A friend of mine reminded me of something Sandy B. once said. He referred to the experience in the program that it was like going up in a hot air balloon. The higher you go the better the view. When you go only so high and remain in place the view gets stale. Want a better view? Get above the treetops. Go higher.
She was telling me about a man she ran across at a meeting, who had reached a point, where he was wondering is this all there is. His life was getting stale and he felt what was being said to him was not helping. His view had gotten stale, I guess.
How do we go higher and get a better view? By continuously practicing the Steps of this program and applying the principles to our daily lives. One old timer once wrote an article in the Grapevine about working through the Steps the first time and stopping and wondering what’s next. His answer: work them again and again and again. Always there’s something more we need to do. I know him and know that he has done this for about 50 years or more. He still does it. And his life is hardly stale. He, I would guess, has a great view.
My sponsor told me, when I had said much the same thing as the man above, “Is this all there is?”, that I wasn’t doing anything to continue on with my sobriety. He told me that I had sat down on the Steps and wasn’t moving. He told me to get busy. I did and things changed. They continue to change each day I’m in here sober.
This is not “heavy lifting”. It’s not all that great a task for me. Each day brings something to mind or in my life, which I can always find an applicable Step(s). From One through Twelve there’s always something. And always the principles, flowing from these.
When I was reading her email, I knew that stopping and beginning that slide back, falling down in between the Steps, can be fatal to an alcoholic like myself. However, fortunately for me, I have come to love this program and all it has done for me. I am grateful that I am where I am. I’m sober and it’s just great.
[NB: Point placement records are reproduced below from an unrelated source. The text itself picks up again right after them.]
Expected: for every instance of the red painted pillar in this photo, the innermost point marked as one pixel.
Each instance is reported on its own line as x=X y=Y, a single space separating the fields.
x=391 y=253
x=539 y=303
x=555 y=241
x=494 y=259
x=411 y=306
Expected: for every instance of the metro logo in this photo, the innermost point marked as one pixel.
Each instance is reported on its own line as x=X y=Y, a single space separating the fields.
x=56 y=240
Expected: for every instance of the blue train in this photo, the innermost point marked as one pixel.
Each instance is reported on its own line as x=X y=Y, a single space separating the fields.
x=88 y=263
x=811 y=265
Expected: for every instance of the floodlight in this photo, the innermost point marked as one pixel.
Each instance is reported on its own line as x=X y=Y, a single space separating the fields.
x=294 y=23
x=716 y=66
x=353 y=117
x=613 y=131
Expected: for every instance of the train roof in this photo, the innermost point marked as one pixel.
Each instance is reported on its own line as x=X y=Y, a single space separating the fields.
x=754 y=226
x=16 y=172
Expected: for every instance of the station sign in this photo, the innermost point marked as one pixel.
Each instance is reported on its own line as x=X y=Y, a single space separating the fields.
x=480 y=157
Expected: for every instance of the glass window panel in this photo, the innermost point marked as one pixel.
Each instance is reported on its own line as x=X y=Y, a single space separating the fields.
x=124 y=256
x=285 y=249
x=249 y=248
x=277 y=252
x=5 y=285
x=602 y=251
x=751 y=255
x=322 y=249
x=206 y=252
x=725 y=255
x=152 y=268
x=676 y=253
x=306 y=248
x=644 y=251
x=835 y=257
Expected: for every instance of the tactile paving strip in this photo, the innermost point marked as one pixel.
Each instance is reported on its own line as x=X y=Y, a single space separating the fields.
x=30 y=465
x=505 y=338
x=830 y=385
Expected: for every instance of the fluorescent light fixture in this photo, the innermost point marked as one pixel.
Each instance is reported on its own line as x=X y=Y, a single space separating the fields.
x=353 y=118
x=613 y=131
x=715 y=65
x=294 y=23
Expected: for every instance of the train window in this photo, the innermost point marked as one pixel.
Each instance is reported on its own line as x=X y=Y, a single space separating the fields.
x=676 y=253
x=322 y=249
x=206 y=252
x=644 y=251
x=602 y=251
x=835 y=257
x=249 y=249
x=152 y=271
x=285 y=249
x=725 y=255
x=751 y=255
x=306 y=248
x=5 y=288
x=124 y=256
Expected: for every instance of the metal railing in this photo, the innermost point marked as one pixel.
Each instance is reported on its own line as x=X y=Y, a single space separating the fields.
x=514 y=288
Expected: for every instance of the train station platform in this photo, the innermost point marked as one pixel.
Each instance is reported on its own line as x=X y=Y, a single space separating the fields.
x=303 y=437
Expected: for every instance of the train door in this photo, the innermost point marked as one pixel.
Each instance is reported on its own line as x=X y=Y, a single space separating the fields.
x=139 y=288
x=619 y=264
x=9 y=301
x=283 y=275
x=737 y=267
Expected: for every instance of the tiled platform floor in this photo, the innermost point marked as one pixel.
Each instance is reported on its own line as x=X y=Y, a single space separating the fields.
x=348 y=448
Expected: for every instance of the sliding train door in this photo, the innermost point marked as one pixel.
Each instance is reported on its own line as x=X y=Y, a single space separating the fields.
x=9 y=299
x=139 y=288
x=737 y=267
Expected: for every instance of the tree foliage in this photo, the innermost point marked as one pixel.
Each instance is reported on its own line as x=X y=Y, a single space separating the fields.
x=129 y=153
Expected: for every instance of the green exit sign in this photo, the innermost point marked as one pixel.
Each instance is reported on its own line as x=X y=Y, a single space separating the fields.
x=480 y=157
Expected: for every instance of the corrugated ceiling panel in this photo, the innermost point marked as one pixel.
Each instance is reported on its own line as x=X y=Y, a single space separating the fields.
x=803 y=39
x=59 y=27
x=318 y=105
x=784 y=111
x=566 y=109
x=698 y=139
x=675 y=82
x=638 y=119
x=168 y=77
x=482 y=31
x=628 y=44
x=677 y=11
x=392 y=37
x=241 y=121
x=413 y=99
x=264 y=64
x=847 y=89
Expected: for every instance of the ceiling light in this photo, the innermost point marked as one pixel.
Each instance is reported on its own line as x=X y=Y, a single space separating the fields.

I was thinking about permanent pressed pants. I wash them and dry them, and they come out like new. I don’t know how they do that. I just accept that’s the way they are. It’s like the Steps. I don’t analyze them or the program. I just do it and it works. I accept it. It wasn’t always that way. There was a time, when I kept trying to figure things out. All it did was getting me to run around in circles in my head. The whys and wherefores are for someone else. Not me.
If I find myself getting lazy in the program, all I have to do is remember why I came here. My bottom. That’s to convince me. I need to stay sober. I want to stay sober. And staying sober is not all that hard. Just have to work this program and get a better view.